Depuis le quartier général de José Antonio Kast, Arturo Squella, leader des Republicanos et sénateur élu de Valparaíso, s'est exprimé sur les conditions posées par le Partido Nacional Libertario pour intégrer l'administration débutant en mars 2026, succédant à Gabriel Boric.
Johannes Kaiser, député et ancien candidat à la présidence, a indiqué la volonté de son parti de faire partie de l'exécutif tout en préservant son identité. Parmi les points non négociables, Kaiser a cité l'arrêt du Programa de Acompañamiento a la Identidad de Género (PAIG) et de l'Éducation sexuelle intégrale (ESI).
Squella a accueilli positivement cette initiative : « C'est quelque chose de très positif ; cela nous envoie des signaux qu'ils ont de l'intérêt et de l'enthousiasme à intégrer la future officialité. » Bien qu'il n'ait pas encore examiné le contenu détaillé, il la voit alignée sur la campagne de Kast pour un « gouvernement d'urgence ».

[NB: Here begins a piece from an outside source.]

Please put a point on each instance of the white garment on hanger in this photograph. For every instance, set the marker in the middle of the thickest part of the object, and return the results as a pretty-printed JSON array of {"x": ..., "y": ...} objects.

« C'est une conversation qui s'ajoutera évidemment aux autres que nous menons avec les partis politiques, et j'ai l'impression qu'elle arrivera à bon port », a déclaré Squella. Il a ajouté que « nous sommes très satisfaits d'avoir potentiellement le soutien du Partido Nacional Libertario ».
Le leader républicain a souligné le droit des libertariens à définir leurs conditions : « Ils ont parfaitement le droit d'indiquer les termes sous lesquels ils souhaitent rejoindre un futur gouvernement. » Selon Squella, cela renforce les relations pour les quatre prochaines années et bâtit une collaboration plus profonde et transparente.
Cette négociation s'inscrit dans des discussions plus larges visant à consolider la future officialité, dans un contexte d'intérêt mutuel pour une alliance conservatrice.